The first thing we do is we always send an estimate. Our engineers run the numbers, but even before you acquire the property, based on some data without going to the property. We’ll schedule an engineer to either come to the site physically and because of the situation, we’ve moved into virtual space. We’re doing a lot of virtual site tours, even though we have a full team of engineers. They were traveling the country throughout this station in different locations, but this is cut down travel time. A lot of what we’re doing is virtual site tours with them. They come and do measurements, pictures and taking a video of everything in the building. Once they gather all that data, they come back, take an accounting of all of that, and then make the calculations and apply them.
We have the accountants’ review. We have an all operations team that helps with making sure it’s all streamlined and through the process, and reviewing everything at least four times. That’s pretty much it. It’s a straightforward process. We are doing a lot behind the scenes but as an owner, they are scheduling someone to come, providing a little bit of information about the property, walking them through if they need, and then sitting back and waiting for that report to come back in a few weeks. That report that we create is about 80, 90, 100 pages long and very detailed, but it has one page depreciate schedule and that’s all you need. Going forward, you take that and apply that to your taxes.
It’s super powerful in getting and drilling down into that. One thing I noticed as an investor, I got my 2018 K-1s, I see this depreciation in 2019. I noticed that the appreciation seemed higher and we had the Tax Cuts and Jobs Act and Recovery Act that passed at the end of 2017. How did that change the depreciation that we’re seeing?
That was huge. What it did is it introduced something 100% bonus depreciation.
Anything that’s 100% bonus can’t be bad.
We all love bonuses. It allows you to have the option. Once you’ve done a cost segregation study, you have identified all that property, and all those assets that depreciate faster, you can take all of it upfront in that year and 100% of that as a tax deduction. We had discussed a 20% re-allocation, sometimes up to 30%. Other types of properties could be even more. Think about that, if you would want a $1 million property, you can take per million dollars approximately $200,000 or 20% of that as a first tax write off. It’s ridiculous. It’s crazy. That’s why your K-1s came back with huge losses.

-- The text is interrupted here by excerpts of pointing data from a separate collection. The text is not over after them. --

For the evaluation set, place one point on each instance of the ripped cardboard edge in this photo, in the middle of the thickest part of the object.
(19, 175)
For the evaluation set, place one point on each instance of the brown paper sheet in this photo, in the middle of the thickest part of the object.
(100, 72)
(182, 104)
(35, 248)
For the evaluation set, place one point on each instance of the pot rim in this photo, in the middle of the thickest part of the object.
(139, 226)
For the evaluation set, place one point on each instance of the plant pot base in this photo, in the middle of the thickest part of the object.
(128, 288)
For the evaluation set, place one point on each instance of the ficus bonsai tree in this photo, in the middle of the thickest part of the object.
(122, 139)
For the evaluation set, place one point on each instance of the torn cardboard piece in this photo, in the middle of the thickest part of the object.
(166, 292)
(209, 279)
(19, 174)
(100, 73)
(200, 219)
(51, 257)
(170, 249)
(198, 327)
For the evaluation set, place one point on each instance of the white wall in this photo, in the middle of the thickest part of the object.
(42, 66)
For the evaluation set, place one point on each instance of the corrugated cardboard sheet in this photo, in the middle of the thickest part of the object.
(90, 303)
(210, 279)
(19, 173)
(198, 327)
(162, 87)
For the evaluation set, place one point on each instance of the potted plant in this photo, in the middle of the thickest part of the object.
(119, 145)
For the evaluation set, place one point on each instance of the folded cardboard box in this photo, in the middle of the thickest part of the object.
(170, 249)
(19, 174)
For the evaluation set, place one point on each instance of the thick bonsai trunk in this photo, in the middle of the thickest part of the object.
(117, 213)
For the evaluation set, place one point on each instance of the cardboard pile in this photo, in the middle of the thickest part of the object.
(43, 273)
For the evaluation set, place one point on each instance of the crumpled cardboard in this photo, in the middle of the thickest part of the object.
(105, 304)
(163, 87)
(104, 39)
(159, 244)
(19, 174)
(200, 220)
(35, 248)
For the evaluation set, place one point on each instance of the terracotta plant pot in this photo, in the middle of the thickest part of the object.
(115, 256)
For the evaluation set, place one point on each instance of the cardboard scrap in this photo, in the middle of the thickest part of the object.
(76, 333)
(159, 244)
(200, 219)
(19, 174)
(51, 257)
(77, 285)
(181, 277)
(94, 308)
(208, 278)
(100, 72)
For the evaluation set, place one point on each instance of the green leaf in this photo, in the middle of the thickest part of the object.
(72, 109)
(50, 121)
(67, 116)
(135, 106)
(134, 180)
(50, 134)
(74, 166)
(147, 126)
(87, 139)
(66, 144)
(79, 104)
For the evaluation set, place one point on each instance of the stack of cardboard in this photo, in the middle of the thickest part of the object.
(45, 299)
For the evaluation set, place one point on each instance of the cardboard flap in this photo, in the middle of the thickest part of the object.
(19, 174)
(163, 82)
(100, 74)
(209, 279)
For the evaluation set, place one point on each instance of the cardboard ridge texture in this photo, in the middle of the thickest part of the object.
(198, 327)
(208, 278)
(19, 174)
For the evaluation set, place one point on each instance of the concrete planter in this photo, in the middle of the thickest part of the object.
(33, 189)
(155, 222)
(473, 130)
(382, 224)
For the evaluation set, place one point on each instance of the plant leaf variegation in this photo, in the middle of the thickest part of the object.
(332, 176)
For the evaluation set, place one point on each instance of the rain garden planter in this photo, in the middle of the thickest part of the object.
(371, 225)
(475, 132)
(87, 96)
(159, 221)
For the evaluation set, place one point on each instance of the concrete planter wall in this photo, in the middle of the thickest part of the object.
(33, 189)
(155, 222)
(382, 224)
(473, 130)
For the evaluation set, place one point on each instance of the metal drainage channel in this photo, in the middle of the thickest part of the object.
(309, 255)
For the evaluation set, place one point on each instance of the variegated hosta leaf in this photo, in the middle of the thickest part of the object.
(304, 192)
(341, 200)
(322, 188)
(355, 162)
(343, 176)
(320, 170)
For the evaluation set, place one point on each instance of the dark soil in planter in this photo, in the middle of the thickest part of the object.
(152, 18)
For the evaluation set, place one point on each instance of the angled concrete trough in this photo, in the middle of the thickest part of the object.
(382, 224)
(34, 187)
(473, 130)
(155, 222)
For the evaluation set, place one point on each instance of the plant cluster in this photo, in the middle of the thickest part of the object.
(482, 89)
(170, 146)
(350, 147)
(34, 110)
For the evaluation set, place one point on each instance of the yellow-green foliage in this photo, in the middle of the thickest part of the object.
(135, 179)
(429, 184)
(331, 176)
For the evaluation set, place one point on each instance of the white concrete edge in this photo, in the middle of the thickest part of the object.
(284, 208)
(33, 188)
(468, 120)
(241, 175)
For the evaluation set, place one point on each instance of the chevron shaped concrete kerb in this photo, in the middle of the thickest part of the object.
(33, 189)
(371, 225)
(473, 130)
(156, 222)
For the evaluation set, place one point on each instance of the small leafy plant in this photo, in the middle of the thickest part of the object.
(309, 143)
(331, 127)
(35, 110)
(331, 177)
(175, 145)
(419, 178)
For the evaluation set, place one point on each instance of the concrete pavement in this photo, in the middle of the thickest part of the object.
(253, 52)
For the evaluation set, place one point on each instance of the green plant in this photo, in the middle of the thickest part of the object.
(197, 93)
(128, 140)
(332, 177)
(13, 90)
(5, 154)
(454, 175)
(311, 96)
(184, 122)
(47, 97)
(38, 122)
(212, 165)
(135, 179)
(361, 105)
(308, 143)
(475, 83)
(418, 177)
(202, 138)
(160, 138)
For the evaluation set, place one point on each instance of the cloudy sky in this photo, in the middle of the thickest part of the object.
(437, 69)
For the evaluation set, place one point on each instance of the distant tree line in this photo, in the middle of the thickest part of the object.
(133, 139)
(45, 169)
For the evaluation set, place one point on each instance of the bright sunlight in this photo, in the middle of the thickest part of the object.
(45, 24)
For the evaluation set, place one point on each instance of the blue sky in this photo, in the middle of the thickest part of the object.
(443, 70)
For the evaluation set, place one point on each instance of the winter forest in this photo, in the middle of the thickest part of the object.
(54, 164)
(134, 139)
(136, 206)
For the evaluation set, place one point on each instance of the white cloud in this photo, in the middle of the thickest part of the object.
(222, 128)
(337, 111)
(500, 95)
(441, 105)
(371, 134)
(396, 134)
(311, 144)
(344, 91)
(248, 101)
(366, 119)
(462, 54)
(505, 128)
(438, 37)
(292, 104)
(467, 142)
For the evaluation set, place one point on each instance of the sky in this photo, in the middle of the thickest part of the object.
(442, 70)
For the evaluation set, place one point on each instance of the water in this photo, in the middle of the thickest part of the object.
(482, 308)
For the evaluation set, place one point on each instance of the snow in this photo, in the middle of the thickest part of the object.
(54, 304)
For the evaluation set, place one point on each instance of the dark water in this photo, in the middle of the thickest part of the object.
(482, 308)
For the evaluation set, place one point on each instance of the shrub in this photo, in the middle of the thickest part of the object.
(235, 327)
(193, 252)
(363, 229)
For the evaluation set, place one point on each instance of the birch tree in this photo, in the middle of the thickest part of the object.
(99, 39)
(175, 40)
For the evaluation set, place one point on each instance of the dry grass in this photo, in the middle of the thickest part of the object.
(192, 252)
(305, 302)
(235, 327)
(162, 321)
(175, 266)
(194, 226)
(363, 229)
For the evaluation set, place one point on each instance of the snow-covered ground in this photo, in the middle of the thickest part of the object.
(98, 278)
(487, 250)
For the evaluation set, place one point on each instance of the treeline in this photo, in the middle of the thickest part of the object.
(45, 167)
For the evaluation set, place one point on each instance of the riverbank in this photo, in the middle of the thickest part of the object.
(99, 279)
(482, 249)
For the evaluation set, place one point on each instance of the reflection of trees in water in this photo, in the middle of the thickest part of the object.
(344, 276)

These are paper losses to clarify. I was a little bit stunned and a bit happy when I saw that. People talk about Donald Trump not paying much in taxes. If you’re not like Donald Trump, what happens? You get all these years of losses, you roll those over the following year. Is that how that works?
Cost Segregation: Having more deductions than your income creates a passive loss that gets carried forward, so you can use it in future years.